El objetivo en principio debiera ser llegar a la Copa y a los play-offs -incluyendo la Euroliga-, y ahí competir, pero Laso prefiere no pillarse los dedos. «Si aspiro a ganar la Copa, la Liga y la Euroliga y no lo consigo, me frustro. Pero si no aspirara… para qué entreno. Si hay equipos mejores que el mío, pues que me ganen, pero que les cueste. Lo que aspiro es a ser cada día mejor y a poder tener un equipo capaz de ganar a todos los rivales», dice. No es una mala primera piedra.

MIMBRES Y CESTO

Jaume Ponsarnau y los suyos siguen con el discurso de ser «uno de los 16 mejores equipos de la Liga ACB», pero no resultaría aventurado apostar por un Bilbao Basket algo más cercano a la octava plaza que a la penúltima.

Al final, los cambios en el bando bilbaino son de plantilla. Se han ido Adam Smith, Killeya-Jones, Hornsby, Reyes, Andersson, Tsalmpouris, Renfroe y Barandalla. Las impresiones son de que Frey, Gielo, Domínguez, Marvin Jones, Sylla, Dragic y Abdur-Rahkman mejoran la plantilla de la pasada campaña, sobre todo con el crecimiento de Pantzar, De Ridder o Kullamae, más la consistencia de Hlinason o Rabaseda.

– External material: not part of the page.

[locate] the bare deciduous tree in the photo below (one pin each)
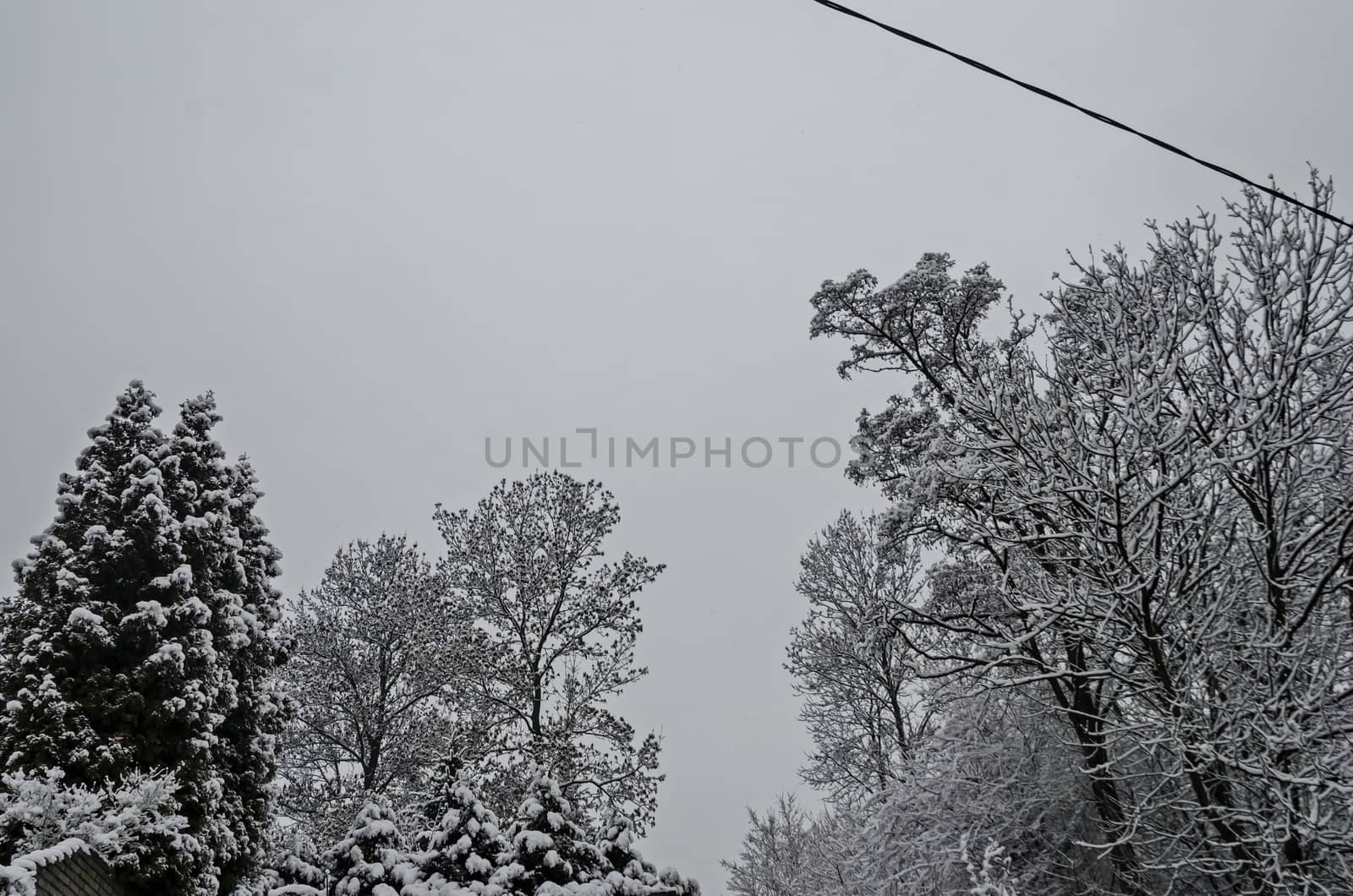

Bilbao Basket ha de mejorar lejos de Miribilla. El año pasado los hombres de negro acabaron con 13 victorias en el puesto decimotercero, y solo ganaron tres partidos lejos de casa.

Mientras, habrá que ver la respuesta de la «liga bipolar» del Real Madrid y el Barça de Peñarroya, la «clase media» de Valencia Basket, Unicaja o Murcia, y el «lumpen» de los ascendidos Lleida y A Coruña. Dice el lema de la ACB que «hemos venido a jugar» y será la competición la que nos ponga dónde estamos.